The ResearchKit app, called PPD ACTTM, surveys women to identify those who have had symptoms of PPD. The app also will invite certain women based on survey responses to provide DNA samples so that researchers can study the genes of those impacted by PPD. ResearchKit is an open-source framework developed by Apple that allows researchers to create app-based studies with global reach. The PPD ACT app is available for iPhone users as a free download from the App Store in the U.S. and Australia. A U.K. version is coming soon. International partners include Queensland Brain Institute at the University of Queensland and the National Centre for Mental Health at Cardiff University.

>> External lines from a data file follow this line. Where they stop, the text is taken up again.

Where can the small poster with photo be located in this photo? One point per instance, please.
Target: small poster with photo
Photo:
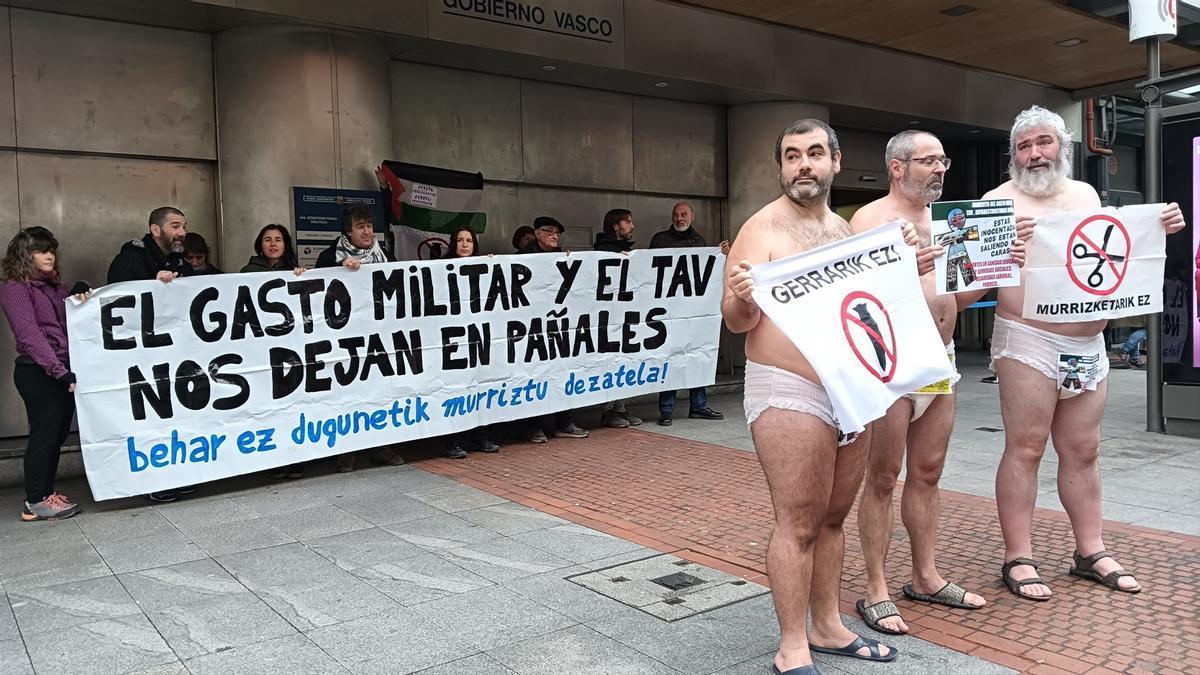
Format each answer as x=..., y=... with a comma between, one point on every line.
x=978, y=238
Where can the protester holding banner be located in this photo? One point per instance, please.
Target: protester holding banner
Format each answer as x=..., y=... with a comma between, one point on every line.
x=465, y=244
x=34, y=300
x=813, y=470
x=546, y=232
x=157, y=255
x=921, y=420
x=353, y=249
x=617, y=237
x=196, y=252
x=683, y=236
x=273, y=251
x=1041, y=388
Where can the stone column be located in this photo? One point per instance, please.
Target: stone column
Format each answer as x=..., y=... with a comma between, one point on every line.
x=295, y=106
x=753, y=172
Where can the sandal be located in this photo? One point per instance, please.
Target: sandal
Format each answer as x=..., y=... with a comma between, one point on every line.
x=952, y=595
x=1084, y=568
x=1017, y=585
x=874, y=651
x=877, y=611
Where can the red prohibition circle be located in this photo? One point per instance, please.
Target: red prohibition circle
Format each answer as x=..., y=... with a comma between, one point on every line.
x=847, y=318
x=1079, y=238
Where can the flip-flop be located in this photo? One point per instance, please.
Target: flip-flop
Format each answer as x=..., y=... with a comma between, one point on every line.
x=952, y=595
x=874, y=614
x=1085, y=568
x=851, y=650
x=811, y=669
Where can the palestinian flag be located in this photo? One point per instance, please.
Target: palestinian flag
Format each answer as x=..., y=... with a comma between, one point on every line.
x=426, y=204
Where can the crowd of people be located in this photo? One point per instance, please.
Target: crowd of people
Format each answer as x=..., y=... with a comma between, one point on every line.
x=814, y=472
x=33, y=297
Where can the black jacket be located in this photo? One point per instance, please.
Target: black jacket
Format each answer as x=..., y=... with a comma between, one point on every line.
x=142, y=258
x=329, y=256
x=607, y=242
x=672, y=238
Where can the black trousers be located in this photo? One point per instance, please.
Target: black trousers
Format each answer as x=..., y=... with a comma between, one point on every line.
x=49, y=408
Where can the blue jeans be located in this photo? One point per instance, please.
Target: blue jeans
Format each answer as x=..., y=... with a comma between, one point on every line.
x=1133, y=345
x=699, y=400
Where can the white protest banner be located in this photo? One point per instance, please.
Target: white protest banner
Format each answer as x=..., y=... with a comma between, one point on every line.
x=216, y=376
x=978, y=239
x=1090, y=266
x=856, y=310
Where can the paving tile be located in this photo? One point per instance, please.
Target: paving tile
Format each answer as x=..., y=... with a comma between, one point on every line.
x=492, y=616
x=237, y=537
x=13, y=659
x=49, y=563
x=363, y=548
x=420, y=578
x=277, y=565
x=217, y=623
x=511, y=519
x=401, y=639
x=289, y=653
x=113, y=645
x=503, y=560
x=180, y=584
x=313, y=603
x=157, y=550
x=577, y=649
x=576, y=543
x=477, y=663
x=124, y=524
x=442, y=531
x=316, y=523
x=53, y=608
x=457, y=497
x=700, y=644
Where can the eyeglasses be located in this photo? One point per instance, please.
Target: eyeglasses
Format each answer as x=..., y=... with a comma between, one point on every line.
x=930, y=161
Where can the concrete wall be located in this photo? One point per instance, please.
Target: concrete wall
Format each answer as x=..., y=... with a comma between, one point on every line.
x=571, y=153
x=103, y=121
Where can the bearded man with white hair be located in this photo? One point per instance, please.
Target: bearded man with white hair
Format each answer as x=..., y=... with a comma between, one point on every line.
x=1032, y=400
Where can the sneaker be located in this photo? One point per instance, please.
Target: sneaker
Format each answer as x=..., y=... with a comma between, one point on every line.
x=47, y=509
x=387, y=457
x=573, y=431
x=163, y=497
x=612, y=418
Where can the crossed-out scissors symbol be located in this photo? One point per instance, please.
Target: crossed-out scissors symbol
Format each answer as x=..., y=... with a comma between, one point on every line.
x=1081, y=252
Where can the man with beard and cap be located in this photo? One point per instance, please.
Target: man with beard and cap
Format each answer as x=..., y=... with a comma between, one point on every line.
x=813, y=471
x=922, y=422
x=157, y=255
x=1032, y=400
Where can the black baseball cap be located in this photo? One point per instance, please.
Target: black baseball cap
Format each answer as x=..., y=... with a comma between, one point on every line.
x=546, y=221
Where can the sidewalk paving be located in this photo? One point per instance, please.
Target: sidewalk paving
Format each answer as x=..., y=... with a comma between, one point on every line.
x=397, y=569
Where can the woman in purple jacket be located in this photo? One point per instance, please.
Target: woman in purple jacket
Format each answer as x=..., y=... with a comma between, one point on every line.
x=34, y=300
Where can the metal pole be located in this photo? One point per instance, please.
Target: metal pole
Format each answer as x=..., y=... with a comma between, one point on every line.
x=1153, y=193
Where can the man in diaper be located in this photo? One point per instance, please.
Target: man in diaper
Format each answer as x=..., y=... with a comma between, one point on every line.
x=1033, y=399
x=813, y=472
x=922, y=420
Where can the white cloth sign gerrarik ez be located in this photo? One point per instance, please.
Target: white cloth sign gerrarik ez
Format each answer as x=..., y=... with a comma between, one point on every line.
x=1096, y=264
x=215, y=376
x=856, y=310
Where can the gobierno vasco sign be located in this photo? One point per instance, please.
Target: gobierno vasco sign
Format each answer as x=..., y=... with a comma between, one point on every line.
x=587, y=25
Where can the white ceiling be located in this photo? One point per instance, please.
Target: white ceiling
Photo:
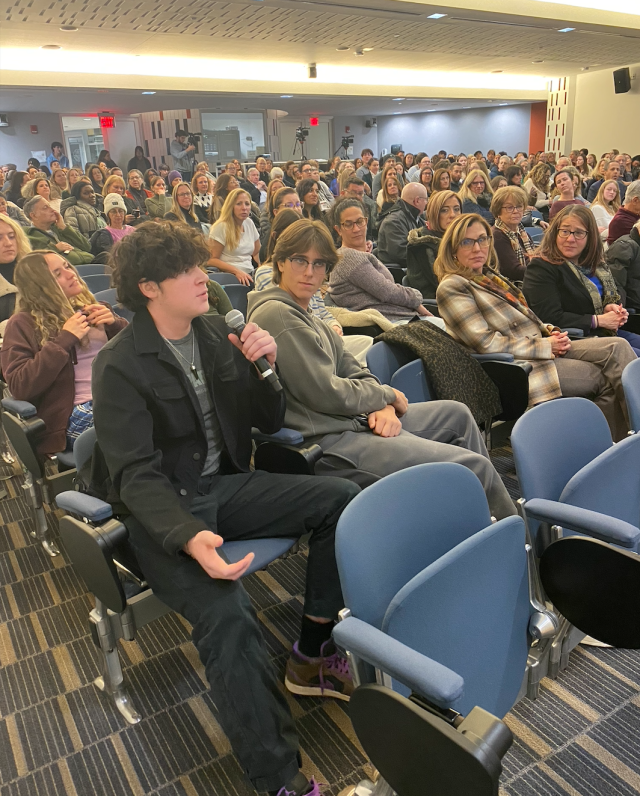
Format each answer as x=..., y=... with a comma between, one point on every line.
x=90, y=101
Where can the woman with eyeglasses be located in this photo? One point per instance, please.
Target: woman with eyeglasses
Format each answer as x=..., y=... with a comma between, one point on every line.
x=360, y=281
x=281, y=199
x=571, y=283
x=476, y=194
x=423, y=243
x=489, y=315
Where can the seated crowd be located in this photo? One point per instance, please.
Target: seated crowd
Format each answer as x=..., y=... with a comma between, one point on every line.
x=513, y=252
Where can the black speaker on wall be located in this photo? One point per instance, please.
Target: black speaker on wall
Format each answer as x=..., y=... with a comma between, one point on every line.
x=622, y=80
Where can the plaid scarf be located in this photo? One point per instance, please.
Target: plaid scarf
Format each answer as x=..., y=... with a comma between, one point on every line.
x=520, y=241
x=499, y=286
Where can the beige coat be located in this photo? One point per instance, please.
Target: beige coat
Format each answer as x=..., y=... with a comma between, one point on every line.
x=487, y=324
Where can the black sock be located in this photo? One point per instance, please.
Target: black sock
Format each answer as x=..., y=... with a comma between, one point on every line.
x=313, y=635
x=298, y=785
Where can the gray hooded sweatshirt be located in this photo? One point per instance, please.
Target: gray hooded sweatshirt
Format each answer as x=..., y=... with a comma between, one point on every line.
x=324, y=385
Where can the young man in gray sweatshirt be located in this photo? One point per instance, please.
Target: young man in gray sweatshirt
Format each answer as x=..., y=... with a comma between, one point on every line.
x=367, y=430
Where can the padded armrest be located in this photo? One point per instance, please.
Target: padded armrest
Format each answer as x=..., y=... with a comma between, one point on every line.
x=435, y=682
x=20, y=408
x=85, y=506
x=590, y=523
x=493, y=357
x=286, y=436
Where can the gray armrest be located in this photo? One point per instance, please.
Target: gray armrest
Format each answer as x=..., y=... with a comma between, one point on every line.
x=427, y=677
x=84, y=506
x=20, y=408
x=286, y=436
x=590, y=523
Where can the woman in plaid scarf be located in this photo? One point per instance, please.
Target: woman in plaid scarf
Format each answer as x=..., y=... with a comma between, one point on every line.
x=490, y=315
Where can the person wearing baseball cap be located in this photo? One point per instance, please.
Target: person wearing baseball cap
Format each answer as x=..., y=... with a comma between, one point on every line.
x=115, y=210
x=182, y=155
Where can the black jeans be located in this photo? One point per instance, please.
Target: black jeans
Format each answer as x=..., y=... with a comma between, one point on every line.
x=251, y=708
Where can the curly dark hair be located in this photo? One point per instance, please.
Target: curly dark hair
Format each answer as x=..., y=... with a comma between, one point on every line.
x=153, y=253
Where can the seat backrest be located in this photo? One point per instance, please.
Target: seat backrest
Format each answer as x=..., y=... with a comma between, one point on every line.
x=554, y=440
x=610, y=483
x=97, y=282
x=631, y=385
x=469, y=610
x=237, y=295
x=110, y=296
x=398, y=526
x=223, y=278
x=83, y=447
x=383, y=360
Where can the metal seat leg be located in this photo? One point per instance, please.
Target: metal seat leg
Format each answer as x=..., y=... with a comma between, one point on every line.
x=112, y=680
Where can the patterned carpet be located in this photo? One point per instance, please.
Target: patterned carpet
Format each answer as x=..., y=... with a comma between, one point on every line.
x=59, y=736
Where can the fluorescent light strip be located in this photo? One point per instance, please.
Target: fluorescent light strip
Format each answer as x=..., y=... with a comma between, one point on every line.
x=60, y=61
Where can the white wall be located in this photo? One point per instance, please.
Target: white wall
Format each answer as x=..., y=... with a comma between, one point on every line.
x=363, y=137
x=503, y=128
x=17, y=142
x=604, y=120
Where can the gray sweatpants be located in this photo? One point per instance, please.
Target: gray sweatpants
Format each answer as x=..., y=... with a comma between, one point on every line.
x=435, y=431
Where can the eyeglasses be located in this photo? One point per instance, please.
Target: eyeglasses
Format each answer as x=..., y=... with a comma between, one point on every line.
x=301, y=264
x=358, y=222
x=578, y=234
x=469, y=243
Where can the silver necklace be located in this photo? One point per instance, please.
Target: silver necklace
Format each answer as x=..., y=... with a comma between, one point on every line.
x=192, y=364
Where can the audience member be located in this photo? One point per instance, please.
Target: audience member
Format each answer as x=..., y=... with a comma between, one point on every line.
x=612, y=172
x=476, y=194
x=513, y=246
x=423, y=243
x=327, y=391
x=80, y=211
x=116, y=211
x=235, y=242
x=605, y=206
x=49, y=231
x=182, y=208
x=13, y=212
x=158, y=204
x=359, y=280
x=202, y=189
x=627, y=215
x=49, y=346
x=57, y=154
x=623, y=258
x=225, y=184
x=308, y=192
x=489, y=314
x=569, y=283
x=14, y=244
x=405, y=215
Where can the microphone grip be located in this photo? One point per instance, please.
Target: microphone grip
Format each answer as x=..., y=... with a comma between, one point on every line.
x=262, y=364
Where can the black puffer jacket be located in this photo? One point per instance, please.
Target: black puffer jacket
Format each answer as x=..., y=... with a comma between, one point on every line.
x=422, y=250
x=623, y=258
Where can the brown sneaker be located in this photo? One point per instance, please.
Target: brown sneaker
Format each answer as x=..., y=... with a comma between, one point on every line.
x=327, y=676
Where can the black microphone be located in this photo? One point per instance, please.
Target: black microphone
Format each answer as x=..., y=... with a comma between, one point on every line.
x=235, y=320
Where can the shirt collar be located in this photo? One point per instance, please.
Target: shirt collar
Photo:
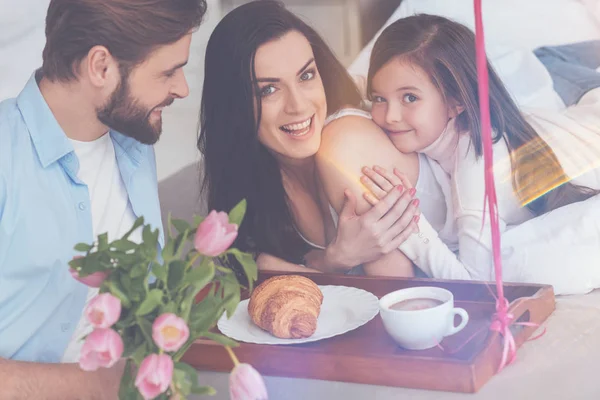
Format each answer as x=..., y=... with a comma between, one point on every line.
x=50, y=141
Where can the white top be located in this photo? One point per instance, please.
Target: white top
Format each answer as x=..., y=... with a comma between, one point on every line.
x=431, y=194
x=110, y=207
x=559, y=248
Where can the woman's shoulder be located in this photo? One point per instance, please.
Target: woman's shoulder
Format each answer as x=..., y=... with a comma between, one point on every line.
x=347, y=112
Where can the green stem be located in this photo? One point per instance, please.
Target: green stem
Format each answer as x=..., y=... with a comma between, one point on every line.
x=232, y=356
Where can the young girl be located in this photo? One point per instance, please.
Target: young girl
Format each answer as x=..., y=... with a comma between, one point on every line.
x=422, y=82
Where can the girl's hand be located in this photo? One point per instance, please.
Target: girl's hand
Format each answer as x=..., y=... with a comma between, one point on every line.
x=380, y=182
x=377, y=232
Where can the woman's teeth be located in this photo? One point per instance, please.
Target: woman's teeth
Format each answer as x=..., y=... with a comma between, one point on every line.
x=299, y=129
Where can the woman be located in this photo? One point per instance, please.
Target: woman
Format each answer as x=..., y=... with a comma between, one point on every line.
x=270, y=84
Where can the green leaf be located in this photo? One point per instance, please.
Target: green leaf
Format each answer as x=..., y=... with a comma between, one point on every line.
x=180, y=243
x=221, y=339
x=147, y=235
x=125, y=282
x=231, y=288
x=146, y=329
x=176, y=272
x=170, y=307
x=126, y=387
x=138, y=270
x=160, y=271
x=152, y=300
x=236, y=215
x=201, y=275
x=115, y=289
x=138, y=222
x=181, y=225
x=83, y=247
x=182, y=383
x=123, y=245
x=197, y=279
x=168, y=251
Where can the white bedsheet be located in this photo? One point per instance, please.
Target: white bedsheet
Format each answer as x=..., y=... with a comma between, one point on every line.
x=513, y=29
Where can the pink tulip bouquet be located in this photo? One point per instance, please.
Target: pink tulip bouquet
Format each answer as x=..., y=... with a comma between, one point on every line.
x=146, y=311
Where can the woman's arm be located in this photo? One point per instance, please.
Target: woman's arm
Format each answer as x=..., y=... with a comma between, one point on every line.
x=349, y=144
x=346, y=146
x=267, y=262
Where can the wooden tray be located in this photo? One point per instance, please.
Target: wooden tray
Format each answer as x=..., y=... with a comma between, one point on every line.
x=368, y=355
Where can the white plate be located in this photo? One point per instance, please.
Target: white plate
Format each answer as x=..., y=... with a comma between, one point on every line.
x=343, y=309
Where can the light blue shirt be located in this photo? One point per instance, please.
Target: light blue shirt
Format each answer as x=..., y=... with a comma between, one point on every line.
x=44, y=212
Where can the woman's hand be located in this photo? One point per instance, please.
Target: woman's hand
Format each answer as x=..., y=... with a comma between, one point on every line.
x=377, y=232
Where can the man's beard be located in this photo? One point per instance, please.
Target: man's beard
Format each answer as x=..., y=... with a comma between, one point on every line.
x=123, y=114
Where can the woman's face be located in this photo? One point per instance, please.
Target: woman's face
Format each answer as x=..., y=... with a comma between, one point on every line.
x=408, y=106
x=293, y=103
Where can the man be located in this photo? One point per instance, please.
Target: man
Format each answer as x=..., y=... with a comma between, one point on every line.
x=76, y=161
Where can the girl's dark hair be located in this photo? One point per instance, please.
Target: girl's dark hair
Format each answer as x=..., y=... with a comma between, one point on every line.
x=237, y=165
x=130, y=30
x=445, y=50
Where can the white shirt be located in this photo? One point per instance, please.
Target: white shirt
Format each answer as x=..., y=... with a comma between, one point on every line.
x=110, y=207
x=561, y=247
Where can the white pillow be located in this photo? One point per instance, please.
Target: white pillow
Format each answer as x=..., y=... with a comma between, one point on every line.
x=513, y=28
x=22, y=40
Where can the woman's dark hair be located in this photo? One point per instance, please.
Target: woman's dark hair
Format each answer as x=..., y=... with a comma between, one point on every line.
x=130, y=30
x=237, y=165
x=445, y=50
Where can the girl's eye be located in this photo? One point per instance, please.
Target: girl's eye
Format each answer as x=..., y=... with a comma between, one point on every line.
x=267, y=90
x=410, y=98
x=307, y=75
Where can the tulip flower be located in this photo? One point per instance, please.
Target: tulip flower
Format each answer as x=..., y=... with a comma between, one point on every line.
x=215, y=234
x=154, y=376
x=102, y=348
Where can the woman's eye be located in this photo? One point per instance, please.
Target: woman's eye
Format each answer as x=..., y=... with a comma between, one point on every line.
x=267, y=90
x=307, y=75
x=410, y=98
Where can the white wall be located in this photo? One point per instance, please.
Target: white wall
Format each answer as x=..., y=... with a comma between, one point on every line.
x=177, y=145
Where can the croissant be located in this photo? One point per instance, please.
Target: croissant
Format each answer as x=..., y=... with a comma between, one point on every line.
x=286, y=306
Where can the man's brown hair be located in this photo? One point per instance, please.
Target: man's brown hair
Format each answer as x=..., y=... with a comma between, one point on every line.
x=129, y=29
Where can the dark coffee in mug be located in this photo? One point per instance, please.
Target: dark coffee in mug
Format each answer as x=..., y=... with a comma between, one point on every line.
x=415, y=304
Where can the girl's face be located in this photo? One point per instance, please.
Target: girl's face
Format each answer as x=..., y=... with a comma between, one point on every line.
x=293, y=103
x=408, y=106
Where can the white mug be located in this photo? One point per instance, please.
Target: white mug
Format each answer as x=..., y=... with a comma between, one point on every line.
x=421, y=329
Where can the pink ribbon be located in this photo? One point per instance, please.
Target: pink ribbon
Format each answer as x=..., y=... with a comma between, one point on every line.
x=502, y=319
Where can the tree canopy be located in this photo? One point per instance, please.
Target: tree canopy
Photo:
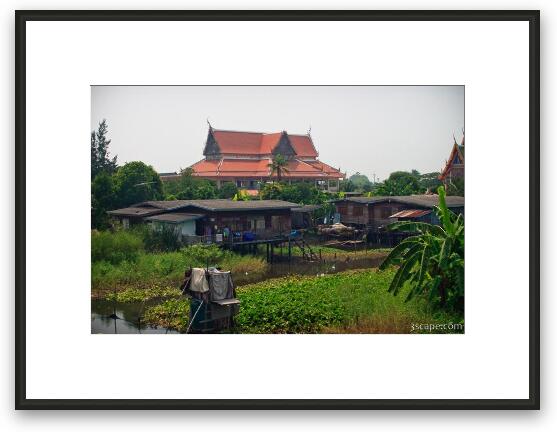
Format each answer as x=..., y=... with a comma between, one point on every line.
x=190, y=187
x=100, y=156
x=136, y=182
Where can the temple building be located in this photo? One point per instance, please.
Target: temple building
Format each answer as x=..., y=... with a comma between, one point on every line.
x=454, y=168
x=245, y=158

UNC School of Medicine faculty members Samantha Meltzer-Brody, MD, MPH, director of the Perinatal Psychiatry Program at the UNC Center for Women’s Mood Disorders, and Patrick Sullivan, MD, director of the UNC Center for Psychiatric Genomics, led efforts to design the study and develop the app with support from the UNC Health Care and UNC School of Medicine Center for Innovation.
“Between 12 and 23 percent of women will experience symptoms of depression after pregnancy, and this app will help us better understand why,” Dr. Meltzer-Brody said. “We hope that women will share their experiences so that we can more effectively diagnose and treat PPD in the future.”
The app informs women of the purpose of the research, asks their consent to participate and collects information about their experiences with PPD. A survey prompts women to answer questions about childbirth, mood, anxiety levels and other symptoms associated with pregnancy and delivery. Based on responses, some women will be invited to give a saliva sample using a “spit kit,” which will be provided through the mail to U.S. participants by the National Institute of Mental Health (NIMH).
“This app and its self-administered testing model will provide us with access to a large amount of data among women across the globe while stretching our research dollars,” Dr. Sullivan said. “This will help us to validate and cross-check results, allowing us to draw more precise conclusions.”
Postpartum Progress, an international nonprofit organization that supports women with maternal mental illness, is a proud partner of PPD ACT and is committed to spreading the word about the study, particularly among its community of Warrior Moms, mothers who have experienced perinatal mood and anxiety disorders.
“Postpartum Progress is thrilled to partner with UNC on this landmark research,” said Katherine Stone, founder of Postpartum Progress. “Our hope is that findings from this study will prevent future generations from suffering from these devastating disorders.”
The app is intended for women 18 years or older who have previously given birth and believe they may have experienced or are currently experiencing signs or symptoms of PPD, such as anxiety, depression, guilt, irritability or extreme sadness. For more information about PPD and common symptoms, visit pactforthecure.com.
To increase access to the app for women who do not have iPhones, UNC is donating iPads to select perinatal clinics in the U.S. for use by their patients during office visits.
Development of the app and support for the study are provided by the Foundation of Hope for Research and Treatment of Mental Illness and the Departments of Genetics and Psychiatry in the UNC School of Medicine. The Foundation of Hope is dedicated to promoting scientific research aimed at discovering the causes of and potential cures for mental illness in hopes of developing more effective means of treatment. It provides financial support for ongoing and new research and treatment, as well as the development of new research and treatment for the UNC-Chapel Hill Department of Psychiatry and its affiliated psychiatric institutions.